RAPOR TAM ANLAMIYLA TEK YANLI
KRV Eyalet Parlamentosu Milletvekili, SPD Grup Başkan Vekili ve aynı zamanda Dortmund İl Başkanı olan Nadja Lüders da, polis tarafından hazırlanan raporu, "Tam anlamıyla tek taraflı" olarak nitelendirdi. Olay günü kendisinin de yaşananların tanığı olduğunu kaydeden Lüders, “Rapor tek taraflı ve gerçekleri yansıtmıyor. Raporun ırkçılara hizmet ettiğini söylemek mümkün. Neonaziler, suçsuz olarak gösterilirken, saldırılara karşı koymaya çalışan vatandaşlar saldırgan olarak gösteriliyor" diye konuştu.

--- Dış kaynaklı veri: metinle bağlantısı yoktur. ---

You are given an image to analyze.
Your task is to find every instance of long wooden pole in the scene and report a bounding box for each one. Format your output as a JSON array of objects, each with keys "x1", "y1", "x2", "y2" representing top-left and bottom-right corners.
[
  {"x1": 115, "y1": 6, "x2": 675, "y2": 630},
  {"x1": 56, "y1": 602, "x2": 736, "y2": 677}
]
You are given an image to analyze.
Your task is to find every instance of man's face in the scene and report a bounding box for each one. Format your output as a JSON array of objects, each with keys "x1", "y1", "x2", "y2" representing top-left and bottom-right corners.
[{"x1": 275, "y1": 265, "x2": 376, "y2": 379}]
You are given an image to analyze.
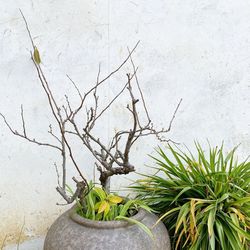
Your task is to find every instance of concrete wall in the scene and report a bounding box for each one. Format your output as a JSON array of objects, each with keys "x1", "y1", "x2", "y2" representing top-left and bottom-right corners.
[{"x1": 0, "y1": 0, "x2": 250, "y2": 249}]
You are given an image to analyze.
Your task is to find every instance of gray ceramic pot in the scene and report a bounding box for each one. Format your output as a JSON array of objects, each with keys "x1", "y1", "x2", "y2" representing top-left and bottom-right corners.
[{"x1": 44, "y1": 207, "x2": 171, "y2": 250}]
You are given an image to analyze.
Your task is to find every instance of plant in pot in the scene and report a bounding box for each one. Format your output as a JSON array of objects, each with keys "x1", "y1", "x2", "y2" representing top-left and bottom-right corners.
[
  {"x1": 0, "y1": 12, "x2": 180, "y2": 250},
  {"x1": 132, "y1": 143, "x2": 250, "y2": 250}
]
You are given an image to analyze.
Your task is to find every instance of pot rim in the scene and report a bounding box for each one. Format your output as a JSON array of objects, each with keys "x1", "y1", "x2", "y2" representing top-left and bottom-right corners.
[{"x1": 69, "y1": 205, "x2": 147, "y2": 229}]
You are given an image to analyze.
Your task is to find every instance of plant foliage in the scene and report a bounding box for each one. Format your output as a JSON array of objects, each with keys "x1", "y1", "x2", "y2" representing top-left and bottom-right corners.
[
  {"x1": 67, "y1": 182, "x2": 153, "y2": 238},
  {"x1": 132, "y1": 143, "x2": 250, "y2": 250}
]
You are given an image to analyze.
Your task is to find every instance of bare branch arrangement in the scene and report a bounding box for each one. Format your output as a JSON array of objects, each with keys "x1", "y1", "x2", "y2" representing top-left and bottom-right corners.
[{"x1": 0, "y1": 10, "x2": 182, "y2": 204}]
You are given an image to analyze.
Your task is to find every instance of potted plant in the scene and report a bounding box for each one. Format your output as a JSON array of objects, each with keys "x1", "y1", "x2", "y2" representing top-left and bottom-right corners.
[
  {"x1": 132, "y1": 143, "x2": 250, "y2": 250},
  {"x1": 0, "y1": 12, "x2": 183, "y2": 250}
]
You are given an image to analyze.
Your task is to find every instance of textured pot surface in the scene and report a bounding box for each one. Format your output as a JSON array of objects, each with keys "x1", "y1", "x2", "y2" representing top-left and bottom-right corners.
[{"x1": 44, "y1": 207, "x2": 171, "y2": 250}]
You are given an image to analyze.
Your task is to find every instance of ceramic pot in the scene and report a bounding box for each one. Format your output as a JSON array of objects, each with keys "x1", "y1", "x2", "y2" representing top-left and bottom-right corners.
[{"x1": 44, "y1": 207, "x2": 171, "y2": 250}]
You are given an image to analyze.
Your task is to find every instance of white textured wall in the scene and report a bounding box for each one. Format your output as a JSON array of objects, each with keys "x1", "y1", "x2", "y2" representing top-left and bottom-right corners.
[{"x1": 0, "y1": 0, "x2": 250, "y2": 249}]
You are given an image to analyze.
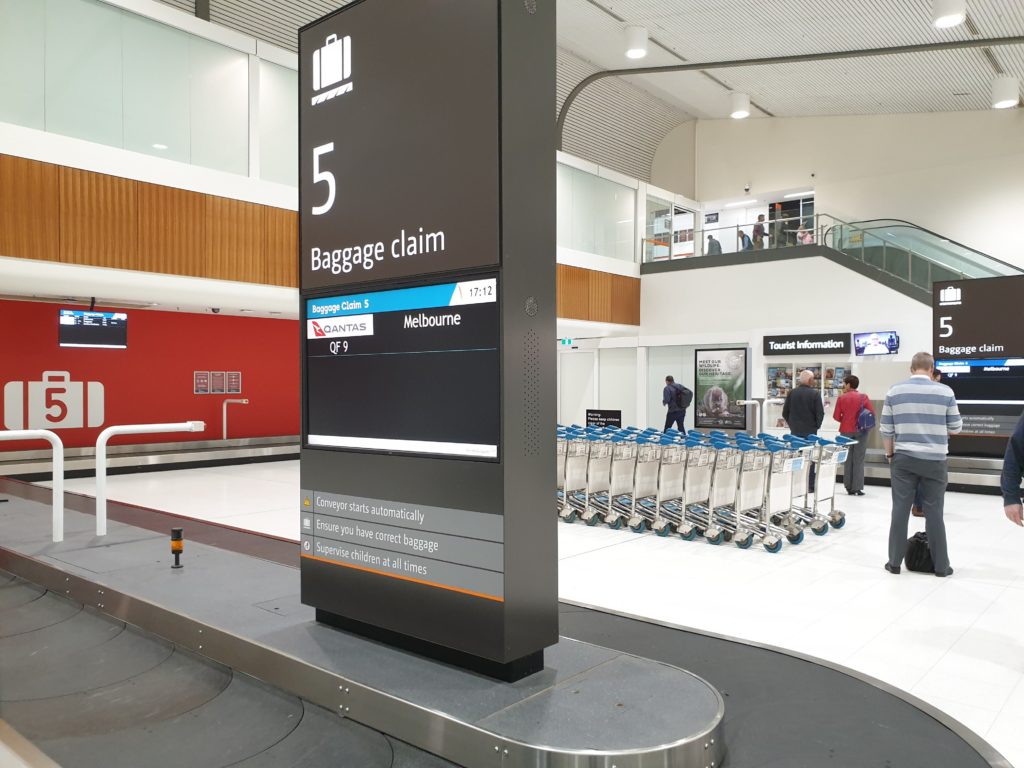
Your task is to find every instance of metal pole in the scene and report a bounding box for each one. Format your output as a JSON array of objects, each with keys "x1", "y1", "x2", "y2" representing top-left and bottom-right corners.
[
  {"x1": 0, "y1": 429, "x2": 63, "y2": 544},
  {"x1": 220, "y1": 397, "x2": 249, "y2": 440},
  {"x1": 555, "y1": 35, "x2": 1024, "y2": 150},
  {"x1": 96, "y1": 421, "x2": 206, "y2": 536}
]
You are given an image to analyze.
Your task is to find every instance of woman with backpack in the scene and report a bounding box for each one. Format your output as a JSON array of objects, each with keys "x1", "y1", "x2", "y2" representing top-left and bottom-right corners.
[{"x1": 833, "y1": 374, "x2": 876, "y2": 496}]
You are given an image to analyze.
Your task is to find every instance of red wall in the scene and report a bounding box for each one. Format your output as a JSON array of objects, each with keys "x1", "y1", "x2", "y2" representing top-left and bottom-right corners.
[{"x1": 0, "y1": 301, "x2": 299, "y2": 452}]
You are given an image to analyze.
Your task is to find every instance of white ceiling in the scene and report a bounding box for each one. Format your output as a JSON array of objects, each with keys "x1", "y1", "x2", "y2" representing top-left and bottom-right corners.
[{"x1": 164, "y1": 0, "x2": 1024, "y2": 118}]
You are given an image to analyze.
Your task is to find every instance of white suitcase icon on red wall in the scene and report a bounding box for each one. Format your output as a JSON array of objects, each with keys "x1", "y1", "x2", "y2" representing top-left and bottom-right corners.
[
  {"x1": 3, "y1": 371, "x2": 103, "y2": 429},
  {"x1": 313, "y1": 35, "x2": 352, "y2": 91}
]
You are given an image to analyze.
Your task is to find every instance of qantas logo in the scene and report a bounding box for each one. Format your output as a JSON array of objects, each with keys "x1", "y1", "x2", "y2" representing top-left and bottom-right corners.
[{"x1": 306, "y1": 314, "x2": 374, "y2": 339}]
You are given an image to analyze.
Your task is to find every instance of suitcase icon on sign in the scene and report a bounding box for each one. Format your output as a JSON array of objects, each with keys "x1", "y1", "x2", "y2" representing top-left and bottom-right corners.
[
  {"x1": 312, "y1": 35, "x2": 352, "y2": 104},
  {"x1": 3, "y1": 371, "x2": 103, "y2": 429}
]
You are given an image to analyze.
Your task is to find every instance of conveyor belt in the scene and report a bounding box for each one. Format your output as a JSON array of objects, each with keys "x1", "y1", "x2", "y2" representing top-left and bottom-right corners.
[{"x1": 0, "y1": 571, "x2": 451, "y2": 768}]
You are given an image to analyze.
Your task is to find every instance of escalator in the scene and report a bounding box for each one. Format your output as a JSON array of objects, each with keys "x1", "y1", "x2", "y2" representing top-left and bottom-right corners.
[
  {"x1": 0, "y1": 571, "x2": 451, "y2": 768},
  {"x1": 819, "y1": 216, "x2": 1024, "y2": 296}
]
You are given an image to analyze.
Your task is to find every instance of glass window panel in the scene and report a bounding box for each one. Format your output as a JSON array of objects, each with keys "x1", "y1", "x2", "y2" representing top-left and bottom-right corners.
[
  {"x1": 123, "y1": 13, "x2": 189, "y2": 163},
  {"x1": 558, "y1": 352, "x2": 594, "y2": 425},
  {"x1": 259, "y1": 60, "x2": 299, "y2": 186},
  {"x1": 558, "y1": 166, "x2": 636, "y2": 261},
  {"x1": 188, "y1": 37, "x2": 249, "y2": 175},
  {"x1": 597, "y1": 347, "x2": 637, "y2": 427},
  {"x1": 44, "y1": 0, "x2": 124, "y2": 146},
  {"x1": 0, "y1": 0, "x2": 46, "y2": 130}
]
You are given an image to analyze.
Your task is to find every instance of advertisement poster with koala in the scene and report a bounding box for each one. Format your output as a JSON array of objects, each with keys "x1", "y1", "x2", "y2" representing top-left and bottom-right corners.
[{"x1": 693, "y1": 349, "x2": 746, "y2": 429}]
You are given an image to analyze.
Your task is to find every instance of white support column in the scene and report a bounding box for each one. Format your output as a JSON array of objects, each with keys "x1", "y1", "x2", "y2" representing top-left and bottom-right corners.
[
  {"x1": 0, "y1": 429, "x2": 63, "y2": 544},
  {"x1": 96, "y1": 421, "x2": 206, "y2": 536}
]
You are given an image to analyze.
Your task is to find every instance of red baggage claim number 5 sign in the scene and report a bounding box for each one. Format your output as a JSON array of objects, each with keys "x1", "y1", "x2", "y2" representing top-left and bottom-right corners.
[{"x1": 3, "y1": 371, "x2": 103, "y2": 429}]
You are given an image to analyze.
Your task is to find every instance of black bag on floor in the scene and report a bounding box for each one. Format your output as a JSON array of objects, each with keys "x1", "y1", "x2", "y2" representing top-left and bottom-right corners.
[{"x1": 905, "y1": 531, "x2": 935, "y2": 573}]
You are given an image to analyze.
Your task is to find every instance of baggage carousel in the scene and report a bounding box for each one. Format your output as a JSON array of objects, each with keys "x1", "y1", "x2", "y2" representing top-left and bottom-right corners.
[{"x1": 0, "y1": 480, "x2": 1009, "y2": 768}]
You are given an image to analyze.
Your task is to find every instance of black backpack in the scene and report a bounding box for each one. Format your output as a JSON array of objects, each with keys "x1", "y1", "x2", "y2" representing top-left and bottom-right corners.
[
  {"x1": 676, "y1": 384, "x2": 693, "y2": 411},
  {"x1": 906, "y1": 530, "x2": 935, "y2": 573}
]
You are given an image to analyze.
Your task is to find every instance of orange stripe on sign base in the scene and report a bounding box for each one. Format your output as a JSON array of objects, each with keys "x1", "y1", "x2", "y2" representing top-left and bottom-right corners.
[{"x1": 302, "y1": 555, "x2": 505, "y2": 603}]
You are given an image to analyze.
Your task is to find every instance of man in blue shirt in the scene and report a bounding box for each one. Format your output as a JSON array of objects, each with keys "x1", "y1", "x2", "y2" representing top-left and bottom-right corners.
[
  {"x1": 879, "y1": 352, "x2": 964, "y2": 577},
  {"x1": 1000, "y1": 416, "x2": 1024, "y2": 525}
]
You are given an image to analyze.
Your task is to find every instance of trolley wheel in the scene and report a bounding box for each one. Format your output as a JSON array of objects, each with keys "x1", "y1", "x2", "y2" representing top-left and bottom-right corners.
[{"x1": 762, "y1": 537, "x2": 782, "y2": 555}]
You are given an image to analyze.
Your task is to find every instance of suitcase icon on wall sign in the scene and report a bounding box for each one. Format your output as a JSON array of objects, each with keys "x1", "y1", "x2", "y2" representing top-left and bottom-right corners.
[
  {"x1": 312, "y1": 35, "x2": 352, "y2": 106},
  {"x1": 3, "y1": 371, "x2": 103, "y2": 429}
]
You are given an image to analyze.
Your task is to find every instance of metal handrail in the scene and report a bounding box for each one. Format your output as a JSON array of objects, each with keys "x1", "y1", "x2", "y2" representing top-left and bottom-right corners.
[
  {"x1": 96, "y1": 421, "x2": 206, "y2": 536},
  {"x1": 0, "y1": 429, "x2": 63, "y2": 544}
]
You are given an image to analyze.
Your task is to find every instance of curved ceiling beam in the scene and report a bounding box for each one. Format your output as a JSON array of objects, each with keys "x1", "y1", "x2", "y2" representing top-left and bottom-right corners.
[{"x1": 555, "y1": 36, "x2": 1024, "y2": 150}]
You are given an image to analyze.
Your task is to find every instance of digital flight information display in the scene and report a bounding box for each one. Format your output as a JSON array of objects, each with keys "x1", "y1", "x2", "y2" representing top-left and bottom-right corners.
[
  {"x1": 305, "y1": 278, "x2": 501, "y2": 460},
  {"x1": 57, "y1": 309, "x2": 128, "y2": 349}
]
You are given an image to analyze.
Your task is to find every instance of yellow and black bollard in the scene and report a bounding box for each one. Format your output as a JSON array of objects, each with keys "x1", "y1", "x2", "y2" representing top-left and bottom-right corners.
[{"x1": 171, "y1": 528, "x2": 185, "y2": 568}]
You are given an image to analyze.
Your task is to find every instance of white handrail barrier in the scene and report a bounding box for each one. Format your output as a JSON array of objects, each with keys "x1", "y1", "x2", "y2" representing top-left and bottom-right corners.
[
  {"x1": 220, "y1": 397, "x2": 249, "y2": 440},
  {"x1": 0, "y1": 429, "x2": 63, "y2": 544},
  {"x1": 96, "y1": 421, "x2": 206, "y2": 536}
]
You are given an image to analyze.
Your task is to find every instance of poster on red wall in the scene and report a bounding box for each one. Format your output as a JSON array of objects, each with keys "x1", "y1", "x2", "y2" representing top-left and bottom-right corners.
[{"x1": 0, "y1": 301, "x2": 300, "y2": 452}]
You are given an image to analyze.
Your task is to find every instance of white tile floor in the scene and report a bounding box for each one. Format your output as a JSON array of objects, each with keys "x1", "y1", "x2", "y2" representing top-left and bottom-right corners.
[{"x1": 44, "y1": 462, "x2": 1024, "y2": 766}]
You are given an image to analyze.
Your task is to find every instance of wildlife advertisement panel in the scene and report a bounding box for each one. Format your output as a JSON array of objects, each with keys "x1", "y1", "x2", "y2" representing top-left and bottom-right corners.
[{"x1": 693, "y1": 348, "x2": 746, "y2": 429}]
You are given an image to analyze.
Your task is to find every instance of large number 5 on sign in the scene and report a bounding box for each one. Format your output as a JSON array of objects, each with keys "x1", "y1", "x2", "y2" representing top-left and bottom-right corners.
[{"x1": 313, "y1": 141, "x2": 336, "y2": 216}]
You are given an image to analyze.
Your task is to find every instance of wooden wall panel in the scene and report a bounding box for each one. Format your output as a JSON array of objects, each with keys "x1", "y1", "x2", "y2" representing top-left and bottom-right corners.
[
  {"x1": 263, "y1": 206, "x2": 299, "y2": 288},
  {"x1": 556, "y1": 264, "x2": 590, "y2": 319},
  {"x1": 558, "y1": 264, "x2": 640, "y2": 326},
  {"x1": 0, "y1": 155, "x2": 60, "y2": 261},
  {"x1": 203, "y1": 195, "x2": 266, "y2": 283},
  {"x1": 58, "y1": 167, "x2": 138, "y2": 269},
  {"x1": 610, "y1": 274, "x2": 640, "y2": 326},
  {"x1": 134, "y1": 182, "x2": 207, "y2": 278}
]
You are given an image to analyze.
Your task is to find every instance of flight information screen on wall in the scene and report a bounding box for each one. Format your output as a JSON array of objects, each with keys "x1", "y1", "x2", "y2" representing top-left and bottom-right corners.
[
  {"x1": 305, "y1": 278, "x2": 500, "y2": 460},
  {"x1": 57, "y1": 309, "x2": 128, "y2": 349}
]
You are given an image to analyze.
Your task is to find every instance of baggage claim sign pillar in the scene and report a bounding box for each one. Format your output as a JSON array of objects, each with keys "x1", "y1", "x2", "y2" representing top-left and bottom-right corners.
[{"x1": 299, "y1": 0, "x2": 558, "y2": 680}]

"OLAYIN TANIKLARI İFADE VERMEYE GELSİN"
Olayın tüm yönleriyle aydınlatılması ve bir daha yaşanmaması için, yaşananlara tanık olan Türk kökenlileri polise ya da savcılığa ifade vermeye çağıran Lüders, polisten çekinenlerin kendileriyle irtibata geçebileceklerini söyledi. Olayın, sivil toplumun gelecekte ırkçılara karşı tepki vermesini olumsuz etkilemesinden endişe ettiğini kaydeden Nadja Lüders, "Türkler ile bugüne kadar ırkçılara karşı hep birlikte karşı koyduk. Bu kişiler sarhoş, saldırgan olarak gösterilirse, gelecekte aynı mücadeleyi gösterme konusunda onları nasıl ikna edeceğiz" dedi.
IRKÇI KAMARDENSCHAFT’I KAPATAN BİRİ BU RAPORA NASIL OLUR VERİR
İçişleri Bakanı'nın, polisin tek taraflı ve özensiz olarak hazırladığı raporu parlamento başkanına göndermesini eleştiren Lüders, “Geçmişte Kameradenschaft adlı ırkçı bir oluşumu kapatan birisi nasıl böyle bir raporu doğru kabul edebilir? Komisyonda umarım Bakanı'n mantıklı bir açıklaması olur ve durumu düzeltir. Ben böyle olacağını düşünüyorum” diye konuştu.